Hal tersebut disampaikan Staf Ahli Gubernur Kalimantan Tengah Bidang Pemerintahan, Hukum, dan Politik, Darliansjah, saat membuka Rapat Kerja II IPEMI se-Kalimantan Tengah yang digelar di Aquarius Boutique Hotel Palangka Raya, Senin, 15 Desember 2025.
Dalam sambutannya, Darliansjah menyampaikan bahwa IPEMI hadir sebagai organisasi kemasyarakatan yang mendorong kemandirian ekonomi pengusaha muslimah dengan tetap menjunjung nilai-nilai moral dan etika keislaman.
Menurutnya, rapat kerja menjadi forum strategis untuk menyusun arah dan program organisasi agar sejalan dengan tantangan pembangunan ekonomi ke depan.
Karena itu, kolaborasi antara IPEMI dan Pemerintah Daerah dinilai sangat penting untuk memperkuat sektor UMKM dan industri rumah tangga.
“Sinkronisasi program kerja IPEMI dengan kebijakan Pemerintah Daerah diharapkan mampu mempercepat pertumbuhan ekonomi masyarakat, terutama di sektor UMKM,” ujarnya.
Darliansjah juga menekankan peran perempuan sebagai motor penggerak ekonomi keluarga dan daerah.
Ia menilai, peningkatan kapasitas dan kemandirian ekonomi pengusaha muslimah akan berdampak langsung pada kesejahteraan masyarakat secara luas.
“Perempuan memiliki posisi strategis dalam pembangunan ekonomi.

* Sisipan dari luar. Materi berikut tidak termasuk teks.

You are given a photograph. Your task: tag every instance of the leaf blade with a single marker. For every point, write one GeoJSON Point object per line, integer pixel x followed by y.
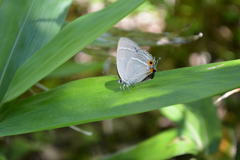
{"type": "Point", "coordinates": [100, 98]}
{"type": "Point", "coordinates": [67, 43]}
{"type": "Point", "coordinates": [29, 25]}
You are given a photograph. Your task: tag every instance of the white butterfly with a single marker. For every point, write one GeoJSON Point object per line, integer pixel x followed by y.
{"type": "Point", "coordinates": [134, 64]}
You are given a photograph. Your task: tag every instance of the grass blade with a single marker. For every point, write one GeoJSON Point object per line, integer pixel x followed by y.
{"type": "Point", "coordinates": [94, 99]}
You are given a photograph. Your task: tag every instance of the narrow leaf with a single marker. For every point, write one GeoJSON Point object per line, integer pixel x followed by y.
{"type": "Point", "coordinates": [74, 37]}
{"type": "Point", "coordinates": [26, 26]}
{"type": "Point", "coordinates": [198, 120]}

Ketika pengusaha muslimah kuat, maka ekonomi keluarga dan daerah juga akan ikut menguat,” katanya.
Ia berharap rapat kerja ini menghasilkan program-program yang aplikatif, berkelanjutan, dan memberikan manfaat nyata bagi anggota IPEMI maupun masyarakat.
Selain itu, partisipasi aktif peserta dalam memberikan masukan konstruktif dinilai penting untuk memperkuat peran organisasi ke depan.
“Melalui rapat kerja ini, saya berharap lahir gagasan dan langkah nyata yang mampu mendorong kemajuan organisasi sekaligus mendukung pembangunan ekonomi Kalimantan Tengah,” pungkasnya.